# Parker bows



## Colt (Oct 25, 2007)

What are your thoughts on these?


----------



## gsehnter-bloms (Dec 16, 2007)

I have one and I like it a lot!! The only reason I am selling it is because i never really get out bowhunting that much.


----------



## huntin1 (Nov 14, 2003)

I have a Parker Buckhunter XP that I bought in 2007. A nice solid bow that I am more than happy with.

huntin1


----------



## duckslyr (Nov 27, 2008)

i have a couple of buddies that shoot parkers and they are pretty nice.


----------



## Hamm (Dec 10, 2007)

Have had the Parker Hunter Mag for several years now and I've never had any problems with it. Really nice bows.


----------



## dlotto28 (Feb 8, 2008)

I bought a cabelas pursuer that I'm really happy with.
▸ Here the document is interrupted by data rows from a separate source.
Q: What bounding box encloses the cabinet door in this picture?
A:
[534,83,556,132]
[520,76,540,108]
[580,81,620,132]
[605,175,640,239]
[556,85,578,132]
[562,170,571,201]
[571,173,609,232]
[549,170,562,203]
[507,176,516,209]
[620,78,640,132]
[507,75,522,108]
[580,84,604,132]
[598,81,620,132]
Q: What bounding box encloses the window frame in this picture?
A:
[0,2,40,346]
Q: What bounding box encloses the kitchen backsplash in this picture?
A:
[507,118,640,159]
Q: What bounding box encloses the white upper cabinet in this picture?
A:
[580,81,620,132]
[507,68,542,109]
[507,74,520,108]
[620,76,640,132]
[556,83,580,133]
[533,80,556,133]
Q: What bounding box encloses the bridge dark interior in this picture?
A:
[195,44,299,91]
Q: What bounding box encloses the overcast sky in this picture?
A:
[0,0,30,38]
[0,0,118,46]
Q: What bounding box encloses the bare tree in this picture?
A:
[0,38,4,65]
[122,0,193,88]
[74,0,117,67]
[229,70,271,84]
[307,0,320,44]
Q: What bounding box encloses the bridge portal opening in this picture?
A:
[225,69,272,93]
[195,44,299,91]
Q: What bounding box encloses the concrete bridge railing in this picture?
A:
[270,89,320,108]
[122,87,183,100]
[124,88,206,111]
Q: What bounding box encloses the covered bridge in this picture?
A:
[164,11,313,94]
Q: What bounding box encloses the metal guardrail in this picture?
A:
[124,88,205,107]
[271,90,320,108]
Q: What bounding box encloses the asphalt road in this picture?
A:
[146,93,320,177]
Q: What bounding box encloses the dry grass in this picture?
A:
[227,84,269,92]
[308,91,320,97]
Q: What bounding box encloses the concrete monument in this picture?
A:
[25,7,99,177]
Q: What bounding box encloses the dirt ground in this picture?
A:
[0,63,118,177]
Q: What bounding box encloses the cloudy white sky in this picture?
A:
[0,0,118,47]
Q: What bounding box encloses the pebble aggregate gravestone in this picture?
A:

The guy at the
store told me that parker makes their bows.


----------



## martin_shooter (Sep 27, 2008)

that is true. they are darn good bows for the money. havent heard of any real problems with them


----------



## BirdHunter5 (Jan 9, 2009)

I have a parker and it shoots and works great, it is your average bow. the price was also ok for it as well.


----------



## bearhunter (Jan 30, 2009)

solid for the $$ bows.


----------